Wednesday, January 22, 2020

Grain Mill Part 3 - Assembly

Now that the rollers and housing have been completed, a few more articles need to be attended to before assembly can begin.  Firstly, we'll look at the handle.
I found this big cast iron handle at a garage sale for $2 which seemed like the perfect candidate for this build.  However, it needed a hole tapped in the side for a set screw to secure it to the fixed roller's shaft.

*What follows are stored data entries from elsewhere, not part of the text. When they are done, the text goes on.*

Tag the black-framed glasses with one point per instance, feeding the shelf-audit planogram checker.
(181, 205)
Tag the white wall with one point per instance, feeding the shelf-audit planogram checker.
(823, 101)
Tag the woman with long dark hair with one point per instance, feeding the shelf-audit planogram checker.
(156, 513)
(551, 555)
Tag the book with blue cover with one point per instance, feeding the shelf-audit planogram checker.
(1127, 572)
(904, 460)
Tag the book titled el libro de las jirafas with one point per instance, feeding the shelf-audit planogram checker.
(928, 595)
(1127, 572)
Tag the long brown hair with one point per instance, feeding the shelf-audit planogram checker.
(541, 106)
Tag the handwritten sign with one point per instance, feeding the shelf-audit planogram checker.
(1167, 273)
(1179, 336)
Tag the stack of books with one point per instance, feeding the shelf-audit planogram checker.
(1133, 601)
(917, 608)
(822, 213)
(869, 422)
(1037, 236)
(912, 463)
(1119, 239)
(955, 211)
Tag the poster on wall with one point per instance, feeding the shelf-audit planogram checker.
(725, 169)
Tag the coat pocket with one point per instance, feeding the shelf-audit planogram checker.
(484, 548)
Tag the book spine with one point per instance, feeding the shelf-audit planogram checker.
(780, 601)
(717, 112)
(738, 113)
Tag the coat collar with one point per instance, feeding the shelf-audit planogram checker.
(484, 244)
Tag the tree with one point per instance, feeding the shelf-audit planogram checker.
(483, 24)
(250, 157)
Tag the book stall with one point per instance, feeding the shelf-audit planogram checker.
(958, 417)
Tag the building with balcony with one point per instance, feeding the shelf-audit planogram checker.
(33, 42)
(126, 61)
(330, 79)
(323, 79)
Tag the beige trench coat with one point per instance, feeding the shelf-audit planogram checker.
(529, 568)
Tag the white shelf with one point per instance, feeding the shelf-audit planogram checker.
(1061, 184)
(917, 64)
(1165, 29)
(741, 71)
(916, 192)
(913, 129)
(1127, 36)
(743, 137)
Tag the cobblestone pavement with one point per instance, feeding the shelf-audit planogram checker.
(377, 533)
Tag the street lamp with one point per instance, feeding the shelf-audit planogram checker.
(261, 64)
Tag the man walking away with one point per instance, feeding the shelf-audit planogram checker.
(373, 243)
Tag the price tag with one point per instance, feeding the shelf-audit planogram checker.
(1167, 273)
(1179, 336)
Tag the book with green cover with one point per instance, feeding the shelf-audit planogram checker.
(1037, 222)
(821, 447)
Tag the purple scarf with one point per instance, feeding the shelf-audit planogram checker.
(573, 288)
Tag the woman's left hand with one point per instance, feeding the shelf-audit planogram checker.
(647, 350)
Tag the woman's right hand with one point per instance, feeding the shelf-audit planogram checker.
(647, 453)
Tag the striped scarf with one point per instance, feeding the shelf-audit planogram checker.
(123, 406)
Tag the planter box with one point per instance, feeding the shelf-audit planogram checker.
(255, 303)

Here is the hole tapped with the screw in.  This was a 7/16" square head set screw.
Then, an adapter was needed to fit the handle onto the shaft diameter.  I made this one from some scrap 3/4" diameter material, boring a hole .590" inside.
Next, a hole was drilled for the set screw to fit through.
The square hole in the handle wasn't exactly 3/4", so I had to file it out to fit the adapter in.  This was fairly easy since the cast iron was soft.
Now for the set screw collars which secure the fixed roller about the bearings.  I turned these in the lathe from some scrap material boring the .590" shaft diameter through them.  The brass one was left over from another project, and merely needed the diameter opened up from 1/2"
Next, tapping a set screw hole in the side.
One more hangup I had before assembly was possible: the bearings for the movable roller had this small step on the inside preventing them from fitting over the shaft all the way.  I had to grind this step down with my "Craftsman Hobby Tool".  Look at those sparks!
Alright! After a thorough scrubbing with acetone, soap and water, the grain mill was ready to assemble!
Looking good!
A closer look.
With the handle on
Another view.
Now for the base.  My original plan was to bolt it to this piece of wood which would then be clamped onto my Dutch oven.  What I later found out was the sheer amount of force required to operate the grain mill made it impossible to hold the Dutch oven still, making it very hard to use.
I then tried clamping the piece of wood onto the edge of my desk, but the torque ended up snapping it in half.
My next recourse was to use the remaining half piece of wood to fabricate a stand with some other blocks of wood.  This can later be clamped or bolted onto a secure surface.